Nosso caminho é feito pelas curvas que escolhemos tomar, mas não podemos enxergar o que há além das curvas.

Perseverança

A quantidade de solidão de que precisamos é sempre um pouco maior do que a que cremos ser capazes de suportar. 

Conselho de escritor

É a coragem, e não o amor, que preencherá os vazios do teu coração.

5 de fevereiro de 2016

Escrever sem bússola!

Nada contra quem escreve mau. O problema sempre foi quem escreve bom.

Merecemos piada melhor

O cientista torna-se filósofo quando se cansa da verdade.

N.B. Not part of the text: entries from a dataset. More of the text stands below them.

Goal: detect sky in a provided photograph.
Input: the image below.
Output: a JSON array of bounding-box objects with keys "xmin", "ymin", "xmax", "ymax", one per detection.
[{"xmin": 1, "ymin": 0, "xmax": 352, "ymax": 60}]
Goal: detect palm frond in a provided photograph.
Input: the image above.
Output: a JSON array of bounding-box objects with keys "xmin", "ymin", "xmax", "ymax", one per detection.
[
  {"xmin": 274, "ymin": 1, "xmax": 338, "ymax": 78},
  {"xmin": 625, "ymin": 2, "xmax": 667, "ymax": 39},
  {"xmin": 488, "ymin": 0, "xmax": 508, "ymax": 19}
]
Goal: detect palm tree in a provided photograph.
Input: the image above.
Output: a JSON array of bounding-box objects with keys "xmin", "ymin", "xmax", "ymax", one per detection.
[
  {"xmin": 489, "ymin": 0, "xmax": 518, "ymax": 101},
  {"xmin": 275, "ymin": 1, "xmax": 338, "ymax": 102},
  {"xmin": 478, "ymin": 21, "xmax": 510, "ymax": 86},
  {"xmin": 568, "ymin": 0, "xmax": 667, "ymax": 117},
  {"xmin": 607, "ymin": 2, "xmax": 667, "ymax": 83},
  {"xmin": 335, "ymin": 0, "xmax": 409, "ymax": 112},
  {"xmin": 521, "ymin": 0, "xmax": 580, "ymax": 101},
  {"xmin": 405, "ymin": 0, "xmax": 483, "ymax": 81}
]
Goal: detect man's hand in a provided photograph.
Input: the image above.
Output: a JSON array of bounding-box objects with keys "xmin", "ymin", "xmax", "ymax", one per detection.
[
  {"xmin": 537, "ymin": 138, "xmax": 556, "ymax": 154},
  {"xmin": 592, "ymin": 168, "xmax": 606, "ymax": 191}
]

As três virtudes de uma faca

O brilho, a ponta e o fio.

Após o crepúsculo

O vale do cinismo é o mais tenebroso e escuro dos obstáculos separando os homens de Deus.

O poeta e sua prece

À tarde chorar, para à noite escrever.

Reino dos maus

Ser bom ficará mais e mais difícil, pois a bondade foi inventada para servir de teste domesticador. Termômetros da justiça, só os divinos! Na terra, são os homens contra os sentimentos.

Os infernos aonde a coragem nos leva

Desconfie de quem escreve com a consciência tranqüila.

Afetos no deserto

Quando se atravessa uma tempestade de areia, é normal lacrimejar.